To reconcile these contrasting impressions, the project has been finely crafted to create a frame for its inhabitants that magnifies the positives of the site, and eclipses the negatives. Contrary to what one might expect, this outcome has not been achieved by putting the family’s interests above all other considerations. Instead of copying the profile of several neighbouring buildings, with multiple storeys rising from a base to break the line of the mountain slope, the building extends along one level. This arrangement of rooms allows it to extend diagonally with a plan adapted to its topography, while also respecting the overall profile of buildings in the neighbourhood. Instead of competing in height, in an attempt to secure exceptional views, the quality of this project lies in the precision with which the placement of openings establishes a relationship between the exterior and the interior. While the apparent modesty of the house may suggest that it is less comfortable than its neighbours, it in fact offers an uncommon richness of orientations and ambiances, all at minimal cost to its human and environmental context.
The manner in which the slope of the terrain has been interpreted establishes a dialogue between what is near and what is far away. To the North, openings look onto the slope, which acts as a nearby visual screen due to its verticality. The exterior space plays a role much like that of a patio, bringing in light at the same time as it fosters a feeling of protection. Opposite, facing South, one’s view is drawn to an impressive panorama, which is further enhanced by thoughtful framing. Adding to these qualities are the East and West-facing openings, which allow for an interplay of sunlight to animate the space throughout the day. In addition, mobile elements on the façade allow the residents to modulate the light and views at all times.

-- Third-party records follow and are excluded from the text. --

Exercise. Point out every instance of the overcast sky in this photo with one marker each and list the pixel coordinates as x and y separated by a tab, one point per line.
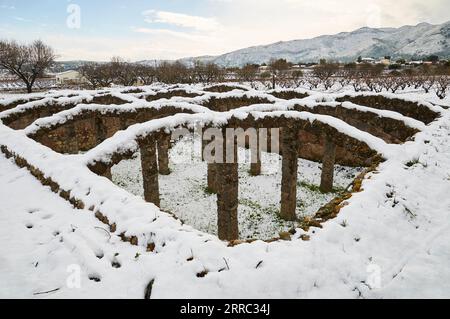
170	29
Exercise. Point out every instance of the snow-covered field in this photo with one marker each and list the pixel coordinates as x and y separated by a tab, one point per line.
184	191
392	240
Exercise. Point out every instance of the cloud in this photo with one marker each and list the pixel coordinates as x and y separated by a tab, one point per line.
182	20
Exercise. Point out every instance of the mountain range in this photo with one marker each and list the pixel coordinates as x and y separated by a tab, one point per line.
416	41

The use of timber throughout serves to express subtle transitions between scales, contrasting the large and the small, the landscaping surrounding the building, and the monumentality of the Alps. From afar, the house looks old and vernacular, governed by the constraints of an architecture formed and refined by the harshness of mountain life. On the approach, however, the motif of the cladding becomes visible, revealing a building that combines the power of inherited traditions with a project aimed at meeting higher needs. This is achieved through the creation of a living environment that does justice to an exceptional situation. In the interior, the degree of craftsmanship reaches a new threshold, culminating in the attention lavished on the sitting room library.
In this room, the frank juxtaposition of a book collection with the view outside challenges the supposed dichotomy between nature and culture, implying that the coming together of opposites can be a prompt to dialogue. There could be no better summary of the spirit of this project.